Come winter, a different kind of pattern emerges. If you have children, you’ve done it, or almost certainly thought about it. Everyone says they could never forget their child in a car for eight hours; but what about knowingly leaving them for 10 minutes? 15? What if it’s about convenience, rather than neglect?
Read more: Why there’s no such thing as a car ‘accident’
You just have to run in somewhere for a moment, maybe to grab milk or pick up another kid from school. Maybe you’re getting a coffee, or hitting the bank machine. Kiddo is snuggled in his car seat, snoozing happily. Or maybe it’s your two-year-old, who will insist on walking no matter the weather because she can do it herself.
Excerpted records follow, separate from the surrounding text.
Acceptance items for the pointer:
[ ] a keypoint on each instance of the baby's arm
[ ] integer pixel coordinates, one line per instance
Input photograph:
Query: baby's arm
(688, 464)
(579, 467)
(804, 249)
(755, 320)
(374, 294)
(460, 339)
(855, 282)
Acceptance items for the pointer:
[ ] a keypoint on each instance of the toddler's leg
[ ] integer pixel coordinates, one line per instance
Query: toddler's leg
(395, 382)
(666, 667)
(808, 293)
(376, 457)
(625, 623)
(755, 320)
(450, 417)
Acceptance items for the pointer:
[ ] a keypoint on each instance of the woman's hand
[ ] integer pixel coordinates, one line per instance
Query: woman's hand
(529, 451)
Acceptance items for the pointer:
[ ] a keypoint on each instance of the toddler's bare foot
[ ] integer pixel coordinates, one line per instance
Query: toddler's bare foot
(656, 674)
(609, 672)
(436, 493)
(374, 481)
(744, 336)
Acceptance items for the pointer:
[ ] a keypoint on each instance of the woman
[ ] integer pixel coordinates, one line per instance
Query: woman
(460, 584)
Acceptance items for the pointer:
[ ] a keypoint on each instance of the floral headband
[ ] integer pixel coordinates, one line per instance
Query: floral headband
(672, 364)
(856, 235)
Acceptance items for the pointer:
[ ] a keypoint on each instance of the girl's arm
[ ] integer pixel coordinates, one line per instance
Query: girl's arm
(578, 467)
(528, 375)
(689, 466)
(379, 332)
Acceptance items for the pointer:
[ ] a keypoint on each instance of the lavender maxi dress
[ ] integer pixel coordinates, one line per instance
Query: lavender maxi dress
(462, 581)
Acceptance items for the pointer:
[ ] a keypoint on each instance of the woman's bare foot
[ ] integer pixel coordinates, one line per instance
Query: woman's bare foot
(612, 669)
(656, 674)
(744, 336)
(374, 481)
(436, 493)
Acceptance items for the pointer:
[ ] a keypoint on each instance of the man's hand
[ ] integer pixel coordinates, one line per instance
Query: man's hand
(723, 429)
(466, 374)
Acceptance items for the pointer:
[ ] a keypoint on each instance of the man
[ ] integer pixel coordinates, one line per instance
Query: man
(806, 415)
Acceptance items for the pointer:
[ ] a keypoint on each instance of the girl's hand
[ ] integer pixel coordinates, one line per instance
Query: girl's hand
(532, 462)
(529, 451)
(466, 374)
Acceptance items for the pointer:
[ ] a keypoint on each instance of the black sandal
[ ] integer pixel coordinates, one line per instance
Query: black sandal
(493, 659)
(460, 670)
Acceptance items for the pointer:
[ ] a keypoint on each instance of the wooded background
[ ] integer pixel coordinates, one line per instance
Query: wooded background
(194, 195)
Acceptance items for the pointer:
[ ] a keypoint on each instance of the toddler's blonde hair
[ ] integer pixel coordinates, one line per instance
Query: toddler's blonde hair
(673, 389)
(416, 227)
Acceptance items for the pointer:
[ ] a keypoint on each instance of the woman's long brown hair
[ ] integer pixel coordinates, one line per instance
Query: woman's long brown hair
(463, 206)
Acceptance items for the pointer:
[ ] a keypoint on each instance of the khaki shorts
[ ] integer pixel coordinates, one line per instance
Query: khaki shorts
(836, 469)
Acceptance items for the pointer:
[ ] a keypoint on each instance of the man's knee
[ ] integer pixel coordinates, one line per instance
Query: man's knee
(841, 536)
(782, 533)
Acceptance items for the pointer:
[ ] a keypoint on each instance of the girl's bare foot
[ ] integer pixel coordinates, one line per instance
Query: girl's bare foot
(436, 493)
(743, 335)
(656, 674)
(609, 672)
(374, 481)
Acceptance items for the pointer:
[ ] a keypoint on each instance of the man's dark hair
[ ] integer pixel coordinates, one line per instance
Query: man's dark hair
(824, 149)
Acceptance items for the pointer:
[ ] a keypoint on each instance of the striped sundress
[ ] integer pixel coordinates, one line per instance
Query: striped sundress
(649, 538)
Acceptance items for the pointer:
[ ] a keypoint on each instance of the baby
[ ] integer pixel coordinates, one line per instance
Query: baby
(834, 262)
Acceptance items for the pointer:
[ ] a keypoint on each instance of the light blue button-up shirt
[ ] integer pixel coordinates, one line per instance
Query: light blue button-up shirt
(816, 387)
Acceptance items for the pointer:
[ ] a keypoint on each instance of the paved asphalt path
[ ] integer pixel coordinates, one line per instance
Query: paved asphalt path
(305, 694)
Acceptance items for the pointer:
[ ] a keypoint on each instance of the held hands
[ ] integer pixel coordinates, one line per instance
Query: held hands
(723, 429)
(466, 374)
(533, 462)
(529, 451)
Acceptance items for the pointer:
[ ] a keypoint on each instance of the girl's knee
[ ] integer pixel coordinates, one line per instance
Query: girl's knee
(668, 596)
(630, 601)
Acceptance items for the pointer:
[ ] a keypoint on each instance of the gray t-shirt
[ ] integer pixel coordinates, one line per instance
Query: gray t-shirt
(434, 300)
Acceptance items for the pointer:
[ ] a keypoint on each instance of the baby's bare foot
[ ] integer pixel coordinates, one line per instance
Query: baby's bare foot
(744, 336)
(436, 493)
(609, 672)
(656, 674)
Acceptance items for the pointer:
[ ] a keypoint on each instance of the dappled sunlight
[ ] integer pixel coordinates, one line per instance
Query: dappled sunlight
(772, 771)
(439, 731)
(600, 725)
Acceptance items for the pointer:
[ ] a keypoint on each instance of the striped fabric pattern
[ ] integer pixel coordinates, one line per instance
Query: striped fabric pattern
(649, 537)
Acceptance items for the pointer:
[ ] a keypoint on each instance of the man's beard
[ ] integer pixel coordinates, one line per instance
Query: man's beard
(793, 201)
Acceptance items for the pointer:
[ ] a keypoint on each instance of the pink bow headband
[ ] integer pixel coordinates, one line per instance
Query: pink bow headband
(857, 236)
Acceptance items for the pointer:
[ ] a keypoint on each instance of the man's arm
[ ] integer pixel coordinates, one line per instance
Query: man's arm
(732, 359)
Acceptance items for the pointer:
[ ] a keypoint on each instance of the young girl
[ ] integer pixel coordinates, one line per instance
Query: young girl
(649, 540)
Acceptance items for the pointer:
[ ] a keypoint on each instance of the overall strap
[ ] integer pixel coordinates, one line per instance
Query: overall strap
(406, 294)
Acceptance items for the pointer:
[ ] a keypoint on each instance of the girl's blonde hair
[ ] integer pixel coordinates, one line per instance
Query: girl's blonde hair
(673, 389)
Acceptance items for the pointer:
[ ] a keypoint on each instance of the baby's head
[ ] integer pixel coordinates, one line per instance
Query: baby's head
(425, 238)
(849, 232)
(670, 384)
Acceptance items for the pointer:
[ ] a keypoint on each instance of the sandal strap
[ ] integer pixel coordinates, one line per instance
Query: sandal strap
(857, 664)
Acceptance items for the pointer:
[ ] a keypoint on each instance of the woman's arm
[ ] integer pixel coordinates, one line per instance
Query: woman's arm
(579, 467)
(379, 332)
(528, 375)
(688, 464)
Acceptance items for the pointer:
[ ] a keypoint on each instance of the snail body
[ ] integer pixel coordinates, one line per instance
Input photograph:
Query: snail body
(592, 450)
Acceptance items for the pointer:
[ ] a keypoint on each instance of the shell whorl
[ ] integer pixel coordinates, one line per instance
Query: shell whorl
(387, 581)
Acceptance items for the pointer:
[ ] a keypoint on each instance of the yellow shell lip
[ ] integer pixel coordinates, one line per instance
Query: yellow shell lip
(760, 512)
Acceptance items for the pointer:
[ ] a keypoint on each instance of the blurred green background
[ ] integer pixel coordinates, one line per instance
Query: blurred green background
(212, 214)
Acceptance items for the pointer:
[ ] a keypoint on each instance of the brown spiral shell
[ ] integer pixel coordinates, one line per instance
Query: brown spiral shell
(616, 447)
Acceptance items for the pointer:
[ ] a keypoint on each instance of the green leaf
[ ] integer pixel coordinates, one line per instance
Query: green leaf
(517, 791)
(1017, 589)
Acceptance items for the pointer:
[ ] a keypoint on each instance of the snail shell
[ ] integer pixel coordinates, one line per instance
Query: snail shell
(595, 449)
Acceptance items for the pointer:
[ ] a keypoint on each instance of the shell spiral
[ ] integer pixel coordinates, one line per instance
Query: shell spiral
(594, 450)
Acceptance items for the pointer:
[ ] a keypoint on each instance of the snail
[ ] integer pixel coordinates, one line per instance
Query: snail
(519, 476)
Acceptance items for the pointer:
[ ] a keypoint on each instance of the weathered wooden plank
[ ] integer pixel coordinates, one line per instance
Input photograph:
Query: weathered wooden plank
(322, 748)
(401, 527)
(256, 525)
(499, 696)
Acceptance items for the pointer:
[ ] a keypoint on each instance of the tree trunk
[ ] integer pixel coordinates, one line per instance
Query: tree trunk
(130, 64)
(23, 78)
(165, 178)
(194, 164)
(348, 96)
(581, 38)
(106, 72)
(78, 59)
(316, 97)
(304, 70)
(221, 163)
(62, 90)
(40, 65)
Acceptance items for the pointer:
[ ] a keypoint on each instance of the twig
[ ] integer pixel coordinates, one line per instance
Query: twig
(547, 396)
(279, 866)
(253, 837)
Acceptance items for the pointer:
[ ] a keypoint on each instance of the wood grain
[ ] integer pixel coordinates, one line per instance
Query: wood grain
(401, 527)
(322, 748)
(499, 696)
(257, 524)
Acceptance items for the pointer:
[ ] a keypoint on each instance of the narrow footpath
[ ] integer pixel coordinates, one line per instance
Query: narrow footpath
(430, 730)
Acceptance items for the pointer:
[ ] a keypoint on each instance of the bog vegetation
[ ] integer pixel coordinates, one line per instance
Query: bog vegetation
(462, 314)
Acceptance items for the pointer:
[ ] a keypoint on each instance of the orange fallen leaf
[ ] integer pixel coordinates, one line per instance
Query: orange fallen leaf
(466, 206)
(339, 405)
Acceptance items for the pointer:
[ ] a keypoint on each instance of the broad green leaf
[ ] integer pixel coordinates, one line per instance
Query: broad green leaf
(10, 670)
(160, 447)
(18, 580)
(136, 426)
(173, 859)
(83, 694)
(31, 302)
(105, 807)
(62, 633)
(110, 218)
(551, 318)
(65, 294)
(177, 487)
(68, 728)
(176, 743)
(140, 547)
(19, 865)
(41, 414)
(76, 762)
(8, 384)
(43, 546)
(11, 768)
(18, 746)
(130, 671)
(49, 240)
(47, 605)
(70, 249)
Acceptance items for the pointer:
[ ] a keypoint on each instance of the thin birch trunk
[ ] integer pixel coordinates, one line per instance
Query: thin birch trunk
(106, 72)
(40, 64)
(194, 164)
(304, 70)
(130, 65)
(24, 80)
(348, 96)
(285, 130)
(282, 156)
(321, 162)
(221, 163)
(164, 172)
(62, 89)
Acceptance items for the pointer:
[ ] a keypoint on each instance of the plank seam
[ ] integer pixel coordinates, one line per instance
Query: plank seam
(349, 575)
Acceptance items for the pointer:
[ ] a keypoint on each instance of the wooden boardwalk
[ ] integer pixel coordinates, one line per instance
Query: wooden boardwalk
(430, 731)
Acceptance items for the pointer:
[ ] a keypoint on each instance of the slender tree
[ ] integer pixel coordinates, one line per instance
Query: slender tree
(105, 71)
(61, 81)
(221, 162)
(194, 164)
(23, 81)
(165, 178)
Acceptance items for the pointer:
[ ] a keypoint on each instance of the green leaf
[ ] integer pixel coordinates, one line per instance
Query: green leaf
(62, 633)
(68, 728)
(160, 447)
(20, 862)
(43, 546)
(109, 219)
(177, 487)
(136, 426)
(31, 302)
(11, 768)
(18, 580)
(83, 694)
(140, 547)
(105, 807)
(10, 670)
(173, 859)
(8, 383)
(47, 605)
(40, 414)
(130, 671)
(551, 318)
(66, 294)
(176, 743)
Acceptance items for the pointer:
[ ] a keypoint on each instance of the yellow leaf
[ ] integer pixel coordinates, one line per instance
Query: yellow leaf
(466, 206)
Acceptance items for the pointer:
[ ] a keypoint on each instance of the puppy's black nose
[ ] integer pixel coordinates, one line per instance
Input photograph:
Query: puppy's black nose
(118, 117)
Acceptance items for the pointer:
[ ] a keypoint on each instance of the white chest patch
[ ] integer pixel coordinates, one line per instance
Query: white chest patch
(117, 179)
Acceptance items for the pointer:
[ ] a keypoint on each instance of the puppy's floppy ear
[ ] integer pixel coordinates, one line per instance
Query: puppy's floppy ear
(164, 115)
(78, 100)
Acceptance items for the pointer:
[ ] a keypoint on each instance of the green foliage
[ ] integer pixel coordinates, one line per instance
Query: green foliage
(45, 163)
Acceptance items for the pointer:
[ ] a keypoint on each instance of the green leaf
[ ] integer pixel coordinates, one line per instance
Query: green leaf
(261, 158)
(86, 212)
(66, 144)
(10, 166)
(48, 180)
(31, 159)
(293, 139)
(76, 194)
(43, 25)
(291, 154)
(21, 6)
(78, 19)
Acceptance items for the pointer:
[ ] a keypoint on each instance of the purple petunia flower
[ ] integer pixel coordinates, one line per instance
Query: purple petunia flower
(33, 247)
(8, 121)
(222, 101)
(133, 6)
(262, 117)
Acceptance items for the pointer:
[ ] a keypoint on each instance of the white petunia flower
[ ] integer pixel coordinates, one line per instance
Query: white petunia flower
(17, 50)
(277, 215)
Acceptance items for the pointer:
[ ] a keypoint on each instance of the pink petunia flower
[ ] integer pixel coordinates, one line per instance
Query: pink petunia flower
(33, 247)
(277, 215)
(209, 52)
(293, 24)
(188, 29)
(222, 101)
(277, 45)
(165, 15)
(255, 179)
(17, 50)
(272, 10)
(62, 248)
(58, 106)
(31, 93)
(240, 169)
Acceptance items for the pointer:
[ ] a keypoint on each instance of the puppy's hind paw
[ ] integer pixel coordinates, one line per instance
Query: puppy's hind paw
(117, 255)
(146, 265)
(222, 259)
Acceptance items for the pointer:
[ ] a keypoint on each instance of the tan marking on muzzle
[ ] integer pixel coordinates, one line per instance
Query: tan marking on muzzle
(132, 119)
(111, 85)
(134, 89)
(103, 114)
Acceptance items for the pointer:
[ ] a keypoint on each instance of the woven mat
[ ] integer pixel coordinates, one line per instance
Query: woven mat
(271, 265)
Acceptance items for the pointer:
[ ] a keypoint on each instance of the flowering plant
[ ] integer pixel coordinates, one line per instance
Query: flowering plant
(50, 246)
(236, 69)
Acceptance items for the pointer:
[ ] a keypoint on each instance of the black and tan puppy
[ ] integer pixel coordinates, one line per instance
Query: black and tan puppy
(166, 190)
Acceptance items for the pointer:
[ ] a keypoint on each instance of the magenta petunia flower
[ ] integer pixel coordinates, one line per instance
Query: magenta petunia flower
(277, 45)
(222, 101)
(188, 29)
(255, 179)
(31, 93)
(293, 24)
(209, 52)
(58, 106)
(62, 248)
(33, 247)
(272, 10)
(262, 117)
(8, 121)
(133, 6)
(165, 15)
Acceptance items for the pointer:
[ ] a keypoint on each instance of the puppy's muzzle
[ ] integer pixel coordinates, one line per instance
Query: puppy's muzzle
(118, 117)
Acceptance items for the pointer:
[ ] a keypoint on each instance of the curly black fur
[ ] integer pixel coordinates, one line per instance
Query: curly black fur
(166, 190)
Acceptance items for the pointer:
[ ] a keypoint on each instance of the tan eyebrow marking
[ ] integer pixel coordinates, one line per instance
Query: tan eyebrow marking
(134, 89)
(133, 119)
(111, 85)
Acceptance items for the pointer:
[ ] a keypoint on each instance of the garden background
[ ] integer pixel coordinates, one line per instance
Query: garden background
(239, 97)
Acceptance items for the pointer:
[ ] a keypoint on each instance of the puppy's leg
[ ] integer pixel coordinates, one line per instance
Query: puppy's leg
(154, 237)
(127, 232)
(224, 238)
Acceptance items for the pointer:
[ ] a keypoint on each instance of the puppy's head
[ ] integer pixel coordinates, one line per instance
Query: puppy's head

Please don’t leave them in the car.
The heartbreaking headlines have led to what some consider vigilante action, bystanders noting a child left unattended in the car and assuming the worst and calling police or even breaking windows. The Internet predictably lights up on both sides, accusing people of overreacting. But how do I know how long your kid has been left alone? How do I know you haven’t slipped and fallen or been held up in a longer-than-expected lineup? Who wants to risk ignoring a child?
Canada’s Criminal Code is clear and police officers will follow it. Section 218 states: “Every one who unlawfully abandons or exposes a child who is under the age of ten years so that its life is or is likely to be endangered or its health is or is likely to be permanently injured, (a) is guilty of an indictable offence and liable to imprisonment for a term not exceeding five years; or (b) is guilty of an offence punishable on summary conviction and liable to imprisonment for a term not exceeding eighteen months.”
I asked Constable Clinton Stibbe of Toronto Police Service what someone should do if they see a child left in a car. “An individual can’t go wrong calling 911 if they see a child unattended in a vehicle. When looking at a case where the child has been left alone, the risks to the child from glass being broken to gain entry to a vehicle could also severely injure the child.”
While police will judge each situation individually, the Child and Family Services Act “does not specifically state an age when a youngster can be left alone. It does say that if a child younger than 10 years old is left unsupervised, the onus of establishing that reasonable provisions for supervision and care were made rests with the parent or guardian.” You’ll have to prove what was more important than your kid.
I know you didn’t “abandon” your child when you ran into the store, but if another car hits yours in the parking lot it’s going to be hard to explain otherwise. Little ones learn in no time how to undo a seat belt, and in the few minutes it might take you to get that coffee, they could be anywhere in the car, even if they were asleep when you slipped out. If you’ve left it running, it’s even more dangerous.
When I had a newborn in one of those baby bucket seats, I wiped out on some ice. I got banged up, though the kid was fine, and you could argue, I suppose, that he’d have been safer in the car. But if I’d smacked my head, who would have known he was even in the car?
In most child-rearing conversations I’m pretty old school. Everybody has to eat a bucket of dirt before they die, I’ve never put my kids in bubble wrap, and falling out of trees is part of growing up.
Taking a long look in the rear-view mirror of my sons’ early years, though, I’ve come to realize a few other things. I never underestimate the mindset and dexterity of a toddler, and I never overestimate an adult’s ability to keep track of time. Raising children is hard and exhausting and, often, inconvenient.
Ultimately, you don’t need a cop or a nosy neighbour to tell you; if anything – anything – happened, you’d never forgive yourself. As Stibbe says, “Without a doubt take them out.”